DURHAM, N.C. -- Eugene J. McDonald is walking away a winner.
His June retirement as president of Duke Management Co. and chief investment officer of Duke University will follow yet another year of eye-popping returns.
That's 47.54% in 1999, and an average annualized 25.16% for the three years ended Dec. 31, 24.97% for the five years and 16.9% for the 10 years.
In the decade that Mr. McDonald has presided over Duke Management, it has grown from less than $1 billion to more than $3.6 billion.
Back in 1990, when Duke University set up the management company, it oversaw about $560 million in endowment fund assets and not quite $150 million in pension fund assets. They're now $2.8 billion and $535 million, respectively (Duke Management also runs some money for the university).
The management company has bested its long-term bogey -- 70% Standard & Poor's 500 index30% Lehman Brothers Aggregate bond index -- consistently, and has done well compared with other large university endowments.
With a 23.1% return for the fiscal year ended June 30, Duke Management ranked at the top of 25 of the largest university endowments; and second out of a peer group of the 50 largest university endowments.
The performance, he said, "has been a great source of satisfaction."
Mr. McDonald became the first head of the new management company just as the U.S. economy was headed into its longest expansion ever, and as the stock markets were poised for takeoff. "We have been blessed with great markets," he said, adding that Duke Management's investment strategy allowed it to take advantage of those markets.
Key to that strategy was making a big bet on private equity, particularly early venture capital funds, at a time when those funds were producing anemic returns and having a hard time raising capital. Thanks in large part to stratospheric returns from dot-com companies going public in recent years, that asset class now represents close to 30% of the management company's total assets, about double its target 15%.
In more than one year recently, the management company has earned above 100% from its private equity investments, including a princely 199% return last year.
"We were early in a sense," Mr. McDonald said, noting Duke became an investor in top-tier private equity partnerships when they were not so crowded "As many institutions would know, if you are not in those top-tier funds today, it can be quite difficult to gain access to them."
Duke is trying to rebalance its private equity portfolio back to its target allocation. Two-thirds of its private equity investments are in newly public companies, and it expects to be able to bring down its exposure within the next year, said Cynthia E. Frost, investment director.
Because that selloff will make its private equity position more volatile, Duke has looked at ways to hedge its risks through buying put options. But, Ms. Frost said, "We will not short the stocks that are in the partnerships, and we wouldn't enter into any swaps with banks that would short those stocks either."
When Duke set up the management company a decade ago, the allocation to private equity was approaching 10%, Mr.
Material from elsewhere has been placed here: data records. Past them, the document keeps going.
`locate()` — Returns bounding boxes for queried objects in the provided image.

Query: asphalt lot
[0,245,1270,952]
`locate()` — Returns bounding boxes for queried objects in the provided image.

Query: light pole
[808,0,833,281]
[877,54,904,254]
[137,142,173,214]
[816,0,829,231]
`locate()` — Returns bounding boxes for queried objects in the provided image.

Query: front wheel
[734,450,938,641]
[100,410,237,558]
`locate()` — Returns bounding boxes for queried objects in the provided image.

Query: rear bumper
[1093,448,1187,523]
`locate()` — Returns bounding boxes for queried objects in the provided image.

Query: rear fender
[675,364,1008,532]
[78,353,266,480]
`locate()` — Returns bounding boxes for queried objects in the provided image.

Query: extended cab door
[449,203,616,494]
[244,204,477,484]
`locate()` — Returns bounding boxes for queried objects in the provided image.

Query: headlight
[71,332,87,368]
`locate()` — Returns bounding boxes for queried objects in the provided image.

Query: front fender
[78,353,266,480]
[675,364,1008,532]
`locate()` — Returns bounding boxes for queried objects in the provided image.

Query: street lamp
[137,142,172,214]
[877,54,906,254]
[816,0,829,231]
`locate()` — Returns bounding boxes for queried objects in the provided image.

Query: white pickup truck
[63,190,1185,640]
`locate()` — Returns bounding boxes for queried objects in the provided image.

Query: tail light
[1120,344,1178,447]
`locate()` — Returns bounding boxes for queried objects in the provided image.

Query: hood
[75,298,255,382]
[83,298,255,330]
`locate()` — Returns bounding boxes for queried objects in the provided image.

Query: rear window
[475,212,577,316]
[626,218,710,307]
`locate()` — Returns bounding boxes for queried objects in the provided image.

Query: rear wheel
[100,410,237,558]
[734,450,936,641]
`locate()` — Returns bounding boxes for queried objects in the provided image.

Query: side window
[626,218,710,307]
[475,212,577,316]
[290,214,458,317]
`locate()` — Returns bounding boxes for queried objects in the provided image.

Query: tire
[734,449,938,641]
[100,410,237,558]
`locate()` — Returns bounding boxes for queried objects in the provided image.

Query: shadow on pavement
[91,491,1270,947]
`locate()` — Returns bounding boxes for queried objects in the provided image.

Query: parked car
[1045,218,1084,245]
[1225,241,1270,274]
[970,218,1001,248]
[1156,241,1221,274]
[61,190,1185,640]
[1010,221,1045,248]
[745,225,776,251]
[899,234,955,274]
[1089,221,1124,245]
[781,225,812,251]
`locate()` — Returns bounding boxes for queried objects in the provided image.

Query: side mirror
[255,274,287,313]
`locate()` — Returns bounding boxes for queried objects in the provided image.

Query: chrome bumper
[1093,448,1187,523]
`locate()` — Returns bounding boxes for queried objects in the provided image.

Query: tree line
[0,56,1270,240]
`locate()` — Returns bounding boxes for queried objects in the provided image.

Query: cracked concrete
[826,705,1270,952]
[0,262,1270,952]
McDonald said.
Its other allocation targets are 23% to domestic equities; 11% developed foreign market stocks; 5% emerging market equities; 15% domestic fixed income; 15% long-short or absolute-return strategies; 7% to real estate; 7% in global opportunistic; and 5% in oil, gas, timber, inflation-linked bonds and other inflation hedges. The portfolio has a -3% cash position, intended to offset cash positions held by outside money managers.
Mr. McDonald declined to provide a list of money managers.
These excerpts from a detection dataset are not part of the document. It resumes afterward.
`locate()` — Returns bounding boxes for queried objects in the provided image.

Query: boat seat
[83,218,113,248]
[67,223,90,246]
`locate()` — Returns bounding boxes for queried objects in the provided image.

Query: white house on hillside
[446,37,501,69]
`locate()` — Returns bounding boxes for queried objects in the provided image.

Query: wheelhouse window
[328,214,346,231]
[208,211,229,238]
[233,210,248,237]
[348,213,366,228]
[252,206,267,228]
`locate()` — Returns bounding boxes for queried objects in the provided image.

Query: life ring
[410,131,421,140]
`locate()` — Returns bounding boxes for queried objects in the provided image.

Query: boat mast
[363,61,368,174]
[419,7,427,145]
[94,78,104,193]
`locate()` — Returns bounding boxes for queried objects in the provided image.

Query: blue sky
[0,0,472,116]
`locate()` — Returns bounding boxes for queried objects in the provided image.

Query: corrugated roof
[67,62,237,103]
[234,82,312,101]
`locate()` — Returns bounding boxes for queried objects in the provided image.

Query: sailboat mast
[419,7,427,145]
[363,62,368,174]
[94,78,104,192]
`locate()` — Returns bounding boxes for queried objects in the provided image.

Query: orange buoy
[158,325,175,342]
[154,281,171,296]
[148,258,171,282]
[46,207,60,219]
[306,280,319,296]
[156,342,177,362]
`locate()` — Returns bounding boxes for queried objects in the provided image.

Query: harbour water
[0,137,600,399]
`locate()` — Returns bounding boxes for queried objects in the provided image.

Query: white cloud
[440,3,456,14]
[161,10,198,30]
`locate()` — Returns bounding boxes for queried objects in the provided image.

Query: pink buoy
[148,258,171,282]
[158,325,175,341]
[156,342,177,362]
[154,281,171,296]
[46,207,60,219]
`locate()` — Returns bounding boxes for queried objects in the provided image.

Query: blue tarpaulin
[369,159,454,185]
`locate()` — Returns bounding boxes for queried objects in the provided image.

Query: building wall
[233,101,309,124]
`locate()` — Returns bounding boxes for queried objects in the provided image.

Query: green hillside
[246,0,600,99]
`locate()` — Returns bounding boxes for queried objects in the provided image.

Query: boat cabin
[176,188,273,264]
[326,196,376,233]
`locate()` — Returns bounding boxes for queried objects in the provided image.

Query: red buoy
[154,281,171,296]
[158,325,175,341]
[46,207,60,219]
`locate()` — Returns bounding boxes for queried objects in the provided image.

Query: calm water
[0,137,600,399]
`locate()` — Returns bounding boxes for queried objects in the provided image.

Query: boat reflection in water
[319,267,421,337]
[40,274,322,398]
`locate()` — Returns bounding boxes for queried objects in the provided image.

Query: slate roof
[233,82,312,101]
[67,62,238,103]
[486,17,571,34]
Duke's investment portfolio is "not a one-trick pony," Mr. McDonald emphasized. The management company has logged decent returns from other asset classes as well.
Among the strongest performers are the management company's exposure to hedge funds, part of its absolute-return strategy, which it got into in the mid-1990s, aiming to getting equity-like returns with low volatility. The management company has had an 8% benchmark "and has done about that," Ms. Frost said.
Absolute-return has been an arbitrage-driven strategy in which the management company might invest in a takeover candidate and short the acquiring stock, for example.
The management company's domestic equity strategy, which is a value and growth blend, has also beaten its benchmark over the past several years, Ms. Frost said.
Mr. McDonald anticipates Duke's investment strategy will stay largely the same under his successor, in part because the management company will probably have completed its periodic review before the new president comes on board.
The management company is scheduled to begin reviewing its investment policy at its board meeting this month and to implement any changes July 1, Ms. Frost said.
Among areas for study is an overweighting to domestic small-cap stocks, as well as possibly changing its real estate mix, currently 80% in private properties and 20% in public real estate investment trusts, she said.